Design and construction
- Architect: Alpheus W. Chittenden
- Main contractor: Koch brothers
- Designations: Michigan Register of Historic Places

= Michigan Alpha Chapter House of Phi Delta Theta =

Historic house in Michigan, U.S.

The Phi Delta Theta House located at 1437 Washtenaw Ave., Ann Arbor, Michigan, is a splendid example of Georgian Revival architecture. The house, finished in 1903, is on the Michigan Register of Historic Places. It is located near the southeast edge of the University of Michigan's Central Campus.

==History==
The Michigan Alpha chapter built their Georgian Revival style house between 1902 and 1903 as the fraternity's first permanent house on campus. Phi Delta Theta was the seventh fraternity established at the University of Michigan, installed on November 28, 1864. The house was built with funds from alumni, faculty members and active chapter members.

The three-story house was designed by Alpheus W. Chittenden and built by Koch brothers construction firm. It replaced a mansion built by University of Michigan Librarian Andrew Ten Brook in the 1860s. The house was constructed with red brick on a raised foundation featuring a projecting central portico entrance supported with doric columns. The house has thirteen bedrooms and can accommodate more than thirty residents.

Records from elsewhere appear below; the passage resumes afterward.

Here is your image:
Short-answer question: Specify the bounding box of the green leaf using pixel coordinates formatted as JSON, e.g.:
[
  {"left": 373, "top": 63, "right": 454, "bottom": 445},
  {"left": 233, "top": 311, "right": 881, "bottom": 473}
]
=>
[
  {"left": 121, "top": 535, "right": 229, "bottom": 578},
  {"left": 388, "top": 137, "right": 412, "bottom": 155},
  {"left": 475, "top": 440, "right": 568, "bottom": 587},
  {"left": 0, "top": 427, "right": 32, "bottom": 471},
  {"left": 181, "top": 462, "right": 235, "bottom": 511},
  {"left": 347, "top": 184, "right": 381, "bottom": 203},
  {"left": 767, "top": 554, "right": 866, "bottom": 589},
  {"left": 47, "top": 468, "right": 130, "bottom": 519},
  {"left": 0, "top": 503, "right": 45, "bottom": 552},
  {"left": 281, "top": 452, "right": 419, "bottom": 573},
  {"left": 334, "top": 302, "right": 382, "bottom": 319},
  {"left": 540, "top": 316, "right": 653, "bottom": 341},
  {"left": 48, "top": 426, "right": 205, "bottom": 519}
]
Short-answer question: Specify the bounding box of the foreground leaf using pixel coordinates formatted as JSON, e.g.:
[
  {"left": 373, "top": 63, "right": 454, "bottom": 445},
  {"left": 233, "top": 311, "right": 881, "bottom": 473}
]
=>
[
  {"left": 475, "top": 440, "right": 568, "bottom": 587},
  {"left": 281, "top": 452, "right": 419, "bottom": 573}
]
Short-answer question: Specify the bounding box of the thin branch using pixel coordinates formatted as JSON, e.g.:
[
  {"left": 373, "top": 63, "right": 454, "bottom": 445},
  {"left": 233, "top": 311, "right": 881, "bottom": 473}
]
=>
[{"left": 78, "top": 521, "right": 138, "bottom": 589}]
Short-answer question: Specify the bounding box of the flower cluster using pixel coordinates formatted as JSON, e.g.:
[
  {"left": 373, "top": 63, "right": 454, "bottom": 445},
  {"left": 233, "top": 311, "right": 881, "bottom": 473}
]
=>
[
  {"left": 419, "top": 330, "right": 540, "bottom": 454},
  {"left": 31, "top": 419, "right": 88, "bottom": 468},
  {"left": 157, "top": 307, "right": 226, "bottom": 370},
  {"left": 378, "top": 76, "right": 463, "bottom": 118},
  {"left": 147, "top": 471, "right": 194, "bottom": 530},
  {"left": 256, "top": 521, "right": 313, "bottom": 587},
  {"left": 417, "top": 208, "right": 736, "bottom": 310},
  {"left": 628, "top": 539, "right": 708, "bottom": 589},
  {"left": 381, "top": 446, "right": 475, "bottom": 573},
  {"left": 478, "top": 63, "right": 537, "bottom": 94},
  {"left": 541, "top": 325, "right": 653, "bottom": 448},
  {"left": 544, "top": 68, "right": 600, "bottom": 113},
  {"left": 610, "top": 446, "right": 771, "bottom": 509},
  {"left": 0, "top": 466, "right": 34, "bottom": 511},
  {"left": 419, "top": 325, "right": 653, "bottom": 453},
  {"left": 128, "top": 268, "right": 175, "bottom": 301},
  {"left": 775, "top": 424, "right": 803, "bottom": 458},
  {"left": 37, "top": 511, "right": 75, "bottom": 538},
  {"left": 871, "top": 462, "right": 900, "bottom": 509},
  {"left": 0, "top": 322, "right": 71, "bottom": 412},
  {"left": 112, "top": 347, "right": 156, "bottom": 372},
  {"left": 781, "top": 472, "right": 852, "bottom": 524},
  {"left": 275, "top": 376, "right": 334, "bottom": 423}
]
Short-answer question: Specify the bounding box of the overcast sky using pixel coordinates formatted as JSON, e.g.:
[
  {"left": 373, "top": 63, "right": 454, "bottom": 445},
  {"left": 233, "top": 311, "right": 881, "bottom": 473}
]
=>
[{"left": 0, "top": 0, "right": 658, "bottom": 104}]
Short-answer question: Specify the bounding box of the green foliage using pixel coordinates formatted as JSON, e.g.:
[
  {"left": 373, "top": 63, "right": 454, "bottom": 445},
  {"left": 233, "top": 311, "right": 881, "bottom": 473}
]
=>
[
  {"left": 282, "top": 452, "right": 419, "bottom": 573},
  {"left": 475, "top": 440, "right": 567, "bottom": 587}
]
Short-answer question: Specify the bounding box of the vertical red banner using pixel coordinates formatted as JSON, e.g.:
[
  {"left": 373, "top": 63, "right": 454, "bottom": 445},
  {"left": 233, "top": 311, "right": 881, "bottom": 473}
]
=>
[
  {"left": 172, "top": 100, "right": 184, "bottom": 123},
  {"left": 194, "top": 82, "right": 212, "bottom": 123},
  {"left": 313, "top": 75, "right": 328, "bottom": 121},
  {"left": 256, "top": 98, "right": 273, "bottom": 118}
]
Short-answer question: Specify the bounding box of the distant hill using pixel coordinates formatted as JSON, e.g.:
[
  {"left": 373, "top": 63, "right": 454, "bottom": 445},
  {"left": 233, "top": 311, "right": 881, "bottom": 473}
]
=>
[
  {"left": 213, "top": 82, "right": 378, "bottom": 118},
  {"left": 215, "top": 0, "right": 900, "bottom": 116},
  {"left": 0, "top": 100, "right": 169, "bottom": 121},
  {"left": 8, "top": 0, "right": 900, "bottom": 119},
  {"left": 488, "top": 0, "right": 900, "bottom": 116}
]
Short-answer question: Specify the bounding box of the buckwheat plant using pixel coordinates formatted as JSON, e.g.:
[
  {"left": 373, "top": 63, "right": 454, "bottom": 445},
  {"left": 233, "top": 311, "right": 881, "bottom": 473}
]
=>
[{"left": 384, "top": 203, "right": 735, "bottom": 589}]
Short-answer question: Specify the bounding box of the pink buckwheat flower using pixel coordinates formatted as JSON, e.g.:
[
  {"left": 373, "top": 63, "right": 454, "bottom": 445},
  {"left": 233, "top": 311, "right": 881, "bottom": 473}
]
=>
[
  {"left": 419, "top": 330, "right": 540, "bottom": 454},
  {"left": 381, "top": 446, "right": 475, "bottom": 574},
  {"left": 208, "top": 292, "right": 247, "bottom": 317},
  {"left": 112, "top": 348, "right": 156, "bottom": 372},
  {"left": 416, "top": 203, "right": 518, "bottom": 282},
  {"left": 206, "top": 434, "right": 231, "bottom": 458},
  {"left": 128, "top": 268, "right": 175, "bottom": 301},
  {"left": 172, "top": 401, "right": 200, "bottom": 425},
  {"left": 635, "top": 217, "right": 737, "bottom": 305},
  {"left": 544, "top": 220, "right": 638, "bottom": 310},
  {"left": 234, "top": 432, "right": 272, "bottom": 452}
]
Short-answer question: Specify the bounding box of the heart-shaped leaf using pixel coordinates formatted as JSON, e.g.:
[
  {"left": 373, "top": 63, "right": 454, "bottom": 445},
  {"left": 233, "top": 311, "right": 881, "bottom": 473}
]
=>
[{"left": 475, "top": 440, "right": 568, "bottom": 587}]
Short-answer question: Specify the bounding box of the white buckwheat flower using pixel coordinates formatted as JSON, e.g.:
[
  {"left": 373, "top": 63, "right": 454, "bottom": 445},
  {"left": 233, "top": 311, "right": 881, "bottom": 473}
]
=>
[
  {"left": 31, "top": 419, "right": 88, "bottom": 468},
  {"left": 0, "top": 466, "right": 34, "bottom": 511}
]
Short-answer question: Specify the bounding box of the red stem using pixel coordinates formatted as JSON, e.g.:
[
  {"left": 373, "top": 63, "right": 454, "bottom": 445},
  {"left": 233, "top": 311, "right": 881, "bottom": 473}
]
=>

On March 22, 1983, the Michigan State Historic Preservation Office placed the house on the Michigan Register of Historic Places. The fraternity house has significance as an early Georgian Revival style residence and recalls one of the University of Michigan's oldest social fraternities.

In the early 2000s, the Michigan Alpha chapter spent approximately $500,000 to completely renovate the house and restore its historic integrity. Elements of the interior finish were modified following major fires in the early 1970s and building code upgrades during the recent renovation; however, most of the original floor plan remains unchanged.